El presidente Barack Obama ha propuesto al Senado la creación de un organismo de protección financiera para los consumidores, un nuevo impuesto de 0,15 % a las deudas de las mayores entidades financieras, y una reforma estructural del sistema que limitaría el tamaño y el riesgo de los bancos, restringiría la participación de los bancos comerciales en actividades de alto riesgo, como fondos de cobertura y fondos de capital inversión. Cuenta con el respaldo de Paul Volcker, presidente de la Junta Asesora de Recuperación Económica, y ex presidente de la Reserva Federal bajo los presidentes Carter y Reagan. David Stockman, director de la Oficina de Gestión y Presupuesto bajo la presidencia de Reagan y nada sospechoso de izquierdista, también apoya gravar a los bancos.

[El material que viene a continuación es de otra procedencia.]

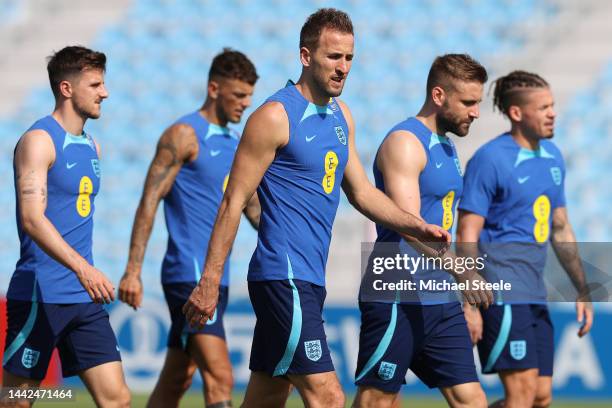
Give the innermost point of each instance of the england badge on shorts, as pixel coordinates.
(555, 172)
(29, 358)
(95, 165)
(313, 350)
(340, 134)
(386, 371)
(518, 349)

Según él, “los grandes bancos deben reducirse porque no hacen gran cosa que sea útil, productiva o eficiente”. Nada nuevo. Hace dos siglos, ya Adam Smith recomendaba mantener a los bancos bajo control y evitar que unos pocos se vuelvan “demasiado grandes para caer”.
“El sector financiero está creando muchos riesgos sistémicos para la economía mundial”, declaró Dominique Strauss-Kahn, ex director gerente del FMI, a The Telegraph. “Es justo que ese sector pague algo de sus recursos para mitigar los riesgos que crea”.
También Gran Bretaña está considerando un impuesto a los bancos para crear un fondo de garantía y un impuesto a las transacciones financieras a fin de limitar la especulación excesiva. Aunque, como vimos recientemente en su enfrentamiento con la Unión Europea, David Cameron encaja mejor en el papel de abogado de la City que en el de primer ministro de Gran Bretaña. Bien mirado, no es el único.
En Inside Job, Strauss-Kahn cuenta que en el momento más álgido de la crisis, durante una reunión con los más importantes banqueros de Wall Street, varios pidieron regulaciones. Necesitamos regulaciones para atajar nuestra codicia. Somos demasiado codiciosos, no lo podemos evitar (como si se tratara de una enfermedad venérea). Pero tanto antes como después de la crisis se han opuesto a las regulaciones, comentó el entrevistador. Efectivamente, respondió el ex director gerente del FMI, pero en aquel momento tenían miedo.
De modo que la única solución para contener la codicia son las regulaciones efectivas, el miedo preventivo. Lo contrario sería nombrar jefe de policía a Hannibal Lecter.